And the Land Commission threatening to acquire his holding!

He is going to be there, and he knows that his family will be there for generations after him. He can look forward to having his descendants occupy the place that his ancestors occupied. It is because of these things that the farming community are of such importance in the life of a nation. I submit that they would be led astray if they were to follow those artificial standards and accept the idea now floating around that there is some artificial reservoir of wealth from which they can get money. Does anybody think that there is only a tap to be turned on and a stream of wealth will flow from some artificial reservoir? The farmers know that the country is depending on them. Each Party should emphasise that in the national councils. When money is being spent somebody will have to provide it, and the farmers know that in the long run the agricultural industry, which is our greatest source of wealth, will have to pay the lion's share.

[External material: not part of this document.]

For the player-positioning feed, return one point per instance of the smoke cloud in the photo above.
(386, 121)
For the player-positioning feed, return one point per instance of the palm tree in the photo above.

The farmers' representatives are quite right to criticise national expenditure and to follow it closely. But I hope they will not follow a will-o'-the-wisp. Farmers know that new services cannot be organised without expenditure falling on the community, and incidentally on the farmers themselves. I believe that all Parties in the House should make a united effort to improve conditions in agriculture. I believe the Government could consider what further steps can be taken. The Minister for Agriculture has mentioned that that matter is under consideration. We know that the whole problem is under examination by the Agricultural Commission——

Oh Lord!

I maintain that if we are to meet our competitors in those markets about which we heard a great deal for many years—those markets to which all reference was painfully absent in this debate—it will not be sufficient to tell me that I should introduce rural text books into the school syllabus or give agricultural lectures or send out instructors who will teach agricultural processes to the children. Something is far more necessary than that if rural production is to be kept up to the standard, if that portion of our wealth which we expect to get from the land is going to be maintained, and if agriculture is going to do its share in maintaining that better standard of living and better conditions generally which the people on the land expect quite as much as other sections of the community.

We are told that there is a dislike of work among the young men in the country. That is a problem which the House ought to consider, and consider very seriously. If it is a fact that the young men are unwilling to work, if there is a general feeling that it is better to live in idleness, then I say it is not Governmental action altogether— it may be effective in certain directions —that is going to change either that habit of mind or the habit of mind which would seek to put an entirely false and unreal standard upon agriculture in this country. You have got to tackle it from the psychological point of view. You have got to educate public opinion, and, while we have our say on occasions of this kind on financial and economic matters, we have also to consider what the future of our country is going to be, what the attitude of our young people is going to be. It is not, as has been said in another direction, by debates or speeches or Press articles that we can get our young people to give of their best to the country, and to have that spirit of patriotism and self-sacrifice and anxiety to help their country and to help their people which has made the youth of other countries attain such a splendid place for their nations in the world. We have got to educate them ourselves. We have got to encourage them, and we have got to give them good example.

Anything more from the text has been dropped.